13 réflexions au sujet de « Ipagina’Son plonge dans le coeur d’un brasier. »

  1. J’aime la plume sensible et généreuse de Robert et ces vers sont de toute beauté ! C’est un super choix ! Des mots qui font mouche et qui ne peuvent que nous interpeller ! Nous avons la chance d’être né sur un continent où on offre pas d’armements aux enfants, nous avions de la chance…. Je tweete et partage cette perle de justesse et exceptionnellement je retire mon bonnet pour vous dire mercii à tous les deux ! Bisous et douce soirée loin de ce monde aux ailes abîmées mais jamais coupées

  2. Un poème fort, violent. Une lecture tout en empathie et dont la justesse est magnifiée par un battement de coeur qui enfle puis… désenfle jusqu’à extinction. Impossible de ne pas penser aux déglingués avec qui j’ai fait un arrêt, un arrêt d’urgence

    1. Merci Stephan, pour Robert dont la justesse des propos va droit au coeur. J’ai décalé la parution de cette lecture, qui était prévue la semaine dernière, parce qu’il n’était pas envisageable de lire samedi. C’est encore dur, même si la misère de la rue n’a rien a voir avec la violence des extrémistes. A la fin il y a la mort.

      1. RobertShennon.

        22 novembre 2015.

        Bonsoir Agathe.

        Très heureux que ce texte-poème soit conforté par le ton très juste de ta voix et qu’il puisse faire changer le comportement des gens devant ces êtres si malheureux, qu’un bon regard, non fuyant, accompagné d’un aimable sourire soulagerait d’une vie si difficile, les vicissitudes de la vie faisant que…

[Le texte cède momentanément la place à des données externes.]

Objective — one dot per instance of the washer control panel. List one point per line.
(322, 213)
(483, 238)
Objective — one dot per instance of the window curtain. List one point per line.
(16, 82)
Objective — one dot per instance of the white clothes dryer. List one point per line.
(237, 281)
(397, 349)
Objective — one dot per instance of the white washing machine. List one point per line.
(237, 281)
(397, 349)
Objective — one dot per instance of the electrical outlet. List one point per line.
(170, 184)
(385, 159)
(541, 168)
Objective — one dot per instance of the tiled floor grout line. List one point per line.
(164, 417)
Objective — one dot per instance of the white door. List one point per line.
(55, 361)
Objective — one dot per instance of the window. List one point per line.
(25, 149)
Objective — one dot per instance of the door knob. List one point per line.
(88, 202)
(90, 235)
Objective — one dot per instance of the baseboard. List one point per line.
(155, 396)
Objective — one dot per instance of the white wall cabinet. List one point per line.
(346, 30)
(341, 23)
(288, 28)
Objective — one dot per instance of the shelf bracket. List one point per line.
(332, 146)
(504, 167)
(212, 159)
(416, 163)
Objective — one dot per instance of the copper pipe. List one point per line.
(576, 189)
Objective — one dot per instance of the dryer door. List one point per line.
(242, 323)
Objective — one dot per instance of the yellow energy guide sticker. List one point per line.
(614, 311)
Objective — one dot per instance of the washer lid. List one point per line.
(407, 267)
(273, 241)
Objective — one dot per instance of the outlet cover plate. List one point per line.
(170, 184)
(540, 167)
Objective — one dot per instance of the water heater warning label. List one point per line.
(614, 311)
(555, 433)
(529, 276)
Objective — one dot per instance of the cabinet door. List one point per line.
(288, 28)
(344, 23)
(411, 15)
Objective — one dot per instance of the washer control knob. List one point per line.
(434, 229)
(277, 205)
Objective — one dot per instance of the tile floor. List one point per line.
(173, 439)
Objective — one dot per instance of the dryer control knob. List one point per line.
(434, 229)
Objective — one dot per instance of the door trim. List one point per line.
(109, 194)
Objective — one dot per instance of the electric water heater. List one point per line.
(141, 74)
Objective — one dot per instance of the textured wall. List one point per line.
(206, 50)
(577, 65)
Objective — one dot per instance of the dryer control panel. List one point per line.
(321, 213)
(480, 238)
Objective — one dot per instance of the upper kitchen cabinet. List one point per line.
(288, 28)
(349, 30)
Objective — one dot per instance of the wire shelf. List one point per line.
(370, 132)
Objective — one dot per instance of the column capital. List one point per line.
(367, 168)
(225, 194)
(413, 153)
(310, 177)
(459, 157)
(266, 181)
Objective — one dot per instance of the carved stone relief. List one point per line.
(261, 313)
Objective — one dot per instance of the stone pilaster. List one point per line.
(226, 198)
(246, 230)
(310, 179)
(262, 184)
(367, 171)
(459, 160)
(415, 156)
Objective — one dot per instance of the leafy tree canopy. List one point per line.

        Merci, pour eux, Agathe. À+

        1. Merci Robert, je suis heureuse que ma lecture te plaise. Si seulement le regard des gens changeait…. Tu sais, ton texte est très inspirant. Un grand merci pour tes mots posés si justement sur les maux.

  3. J’aime l’écriture de Robert, sincère et sensible, toujours indignée par l’injustice des gens ou du monde.